Foi aos ziguezagues que tudo começou, em 1842, na praça de armas do Castelo de São Jorge, que aquartelava o Batalhão de Caçadores 5 e os prisioneiros do tenente-general Eusébio Furtado. Do militar nasceu a ideia de a calçar com pequenas pedras de formato irregular. Nasceu a calçada portuguesa, com o recurso do trabalho dos reclusos, mão-de-obra barata do tenente-general. Bem diferente do que hoje acontece, quando um trabalho de qualidade, artístico, se faz pagar a 80 euros por m2. Já o vidraço de calcário branco poderá orçar em 20 euros/m2
Existe calçada onde haja portugueses, ou por razões que nada têm a ver com a portugalidade, como é o memorial ao cantor John Lennon, assassinado em Nova Iorque. No Central Park, designers e artistas italianos conceberem em pedra um círculo com a palavra Imagine, título do álbum de 1971 da banda britânica.
E do desenho aos ziguezagues se partiu para o Mar Largo, às ondas, desenhado em 1848 nos 8712 m2 da placa central do Rossio, que depois foi copiada no calçadão de Copacabana, no Rio de Janeiro, aplicada pelo artista Roberto Burle Marx. Orgulhosas do património, as prefeituras do Rio, de Belo Horizonte e de São Paulo têm procurado técnicos especializados para proceder à recuperação daqueles tapetes, tantas têm sido as queixas de munícipes irados com o desconforto actual. Daí as deslocações frequentes de equipas da CML ao Brasil para formar novos calceteiros e, por uma questão de honra, como disse ao PÚBLICO Luísa Dornelas, "fazermos nós próprios alguns troços de calçada."
Muitos artistas aplicaram a sua criatividade em ruas e praças de Lisboa. O pintor Pedro Calapez foi um dos artistas plásticos convidados para realizar uma composição gigante em granito junto à Porta Sul para a Expo"98.
"[A calçada] É um meio sedutor e eficaz para a criação de pavimentos, sejam passeios ou espaços largos de circulação, pedonais ou não, nas cidades onde vivemos ou deambulamos, pois permite inovação e experimentação", disse ao PÚBLICO.
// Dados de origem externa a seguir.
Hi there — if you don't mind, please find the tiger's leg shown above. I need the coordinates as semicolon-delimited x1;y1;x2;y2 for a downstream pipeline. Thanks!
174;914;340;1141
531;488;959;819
O pintor explica estar ciente da dificuldade de encontrar, hoje, quem faça boa calçada: "Num trabalho recente na Costa da Caparica foi difícil encontrar quem fizesse convenientemente o trabalho. O problema não se circunscreve apenas à calçada, mas de um modo mais geral à criação de pavimentos, que tantas vezes são substituídos por placas de betão cinzento, sem qualquer cuidado visual ou de conforto físico."
E é com um apelo que remata: "Espero que a sensibilidade e entusiasmo dos criadores consigam que o interesse dos produtores não esmoreça. Há que continuar a lutar com a falta de sensibilidade, nomeadamente nas instâncias do poder e nos meios de informação."